The centres are being built in Russia’s biggest cities to reposition Joseph Stalin as “a great man of history” and boost support for Putin’s war in Ukraine.

In mid-December, at the opening of Russia’s second Stalin Centre in the city of Barnaul in Altai, Sergei Matasov, the regional Communist Party leader, credited Stalin with modernising the world during his 1924-53 rule over the Soviet Union.

“Stalin’s economy, Stalin’s politics, Stalin’s culture gave the whole world an impetus forward. Such a sharp, qualitative leap,” he said.

The Communist Party, an opposition party that works within parameters set by the Kremlin, opened its first Stalin Centre in 2023, near Nizhny Novgorod. Like the Barnaul project, it aims to inspire visitors with its collection of Stalin photos, speeches, busts and other trinkets.

The Kremlin is welcoming the renewed praise of Stalin . . .

They say that they are fighting Nazis now in Ukraine, the Great Patriotic War 2.0, as it were. So Stalin being the man who defeated Nazism is a good image for the regime,” said Dr Stephen Hall, an associate professor of Russian politics at Bath University.

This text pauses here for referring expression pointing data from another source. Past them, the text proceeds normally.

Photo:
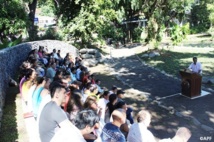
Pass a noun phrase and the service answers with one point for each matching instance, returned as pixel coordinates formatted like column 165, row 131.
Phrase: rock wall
column 11, row 58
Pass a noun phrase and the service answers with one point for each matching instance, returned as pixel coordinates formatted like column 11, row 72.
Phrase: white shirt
column 139, row 133
column 166, row 140
column 55, row 56
column 69, row 133
column 102, row 104
column 195, row 67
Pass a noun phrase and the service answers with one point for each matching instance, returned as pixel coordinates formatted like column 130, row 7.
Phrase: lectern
column 191, row 84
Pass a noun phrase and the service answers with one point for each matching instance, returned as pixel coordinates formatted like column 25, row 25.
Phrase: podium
column 191, row 84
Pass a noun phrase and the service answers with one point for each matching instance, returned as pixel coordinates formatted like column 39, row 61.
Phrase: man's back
column 112, row 133
column 50, row 118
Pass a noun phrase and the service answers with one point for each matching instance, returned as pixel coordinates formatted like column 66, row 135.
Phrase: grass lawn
column 172, row 59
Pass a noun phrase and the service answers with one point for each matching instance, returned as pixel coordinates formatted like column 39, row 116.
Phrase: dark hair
column 120, row 92
column 105, row 93
column 119, row 104
column 86, row 117
column 113, row 88
column 73, row 69
column 54, row 86
column 75, row 99
column 110, row 104
column 97, row 80
column 39, row 80
column 28, row 73
column 89, row 101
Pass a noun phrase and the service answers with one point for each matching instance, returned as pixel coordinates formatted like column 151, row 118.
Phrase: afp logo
column 206, row 138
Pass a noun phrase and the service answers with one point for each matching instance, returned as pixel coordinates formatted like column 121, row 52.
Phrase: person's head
column 53, row 65
column 58, row 92
column 59, row 74
column 144, row 117
column 41, row 48
column 30, row 74
column 75, row 100
column 40, row 80
column 106, row 95
column 86, row 120
column 70, row 64
column 121, row 104
column 182, row 135
column 97, row 81
column 114, row 89
column 47, row 83
column 113, row 99
column 91, row 103
column 73, row 70
column 120, row 94
column 194, row 60
column 119, row 116
column 33, row 62
column 25, row 65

Putin praised Stalin as a “great man” in a speech to mark Russian nationhood in 2022 and in 2016 Vladimir Medinsky, then the culture minister but now a presidential adviser, travelled to the Tver region, north of Moscow, for the unveiling of a monument to Stalin.

According to an analysis carried out by the Tochka website, of the 110 monuments to Stalin currently in Russia, 37 were erected after Putin became president on New Year’s Eve 1999.

It is interesting to note how many monuments to Stalin were already standing before Putin took office. It is another reminder that the current direction of the Russian state, repressive at home and a threat to its neighbors, comes from more than the whim of one man.

Kilner:

Tochka said that since Russia’s invasion of Ukraine in February 2022, around half a dozen Stalin monuments have been erected with each new statue “accompanied by a repetition of Z-propaganda”, a reference to the pro-Ukraine invasion narrative pumped out by the Kremlin.

Not only are monuments honoring Stalin being erected, others, commemorating his victims, are coming down.

Kilner:

Activists have accused local authorities of ripping off plaques to victims and destroying 22 monuments.

“The campaign to disappear monuments is going on throughout the country, and, in most cases, the perpetrators of vandalism are not caught, and the police are inactive,” said Alexandra Polivanova, a researcher at the Memorial human rights group.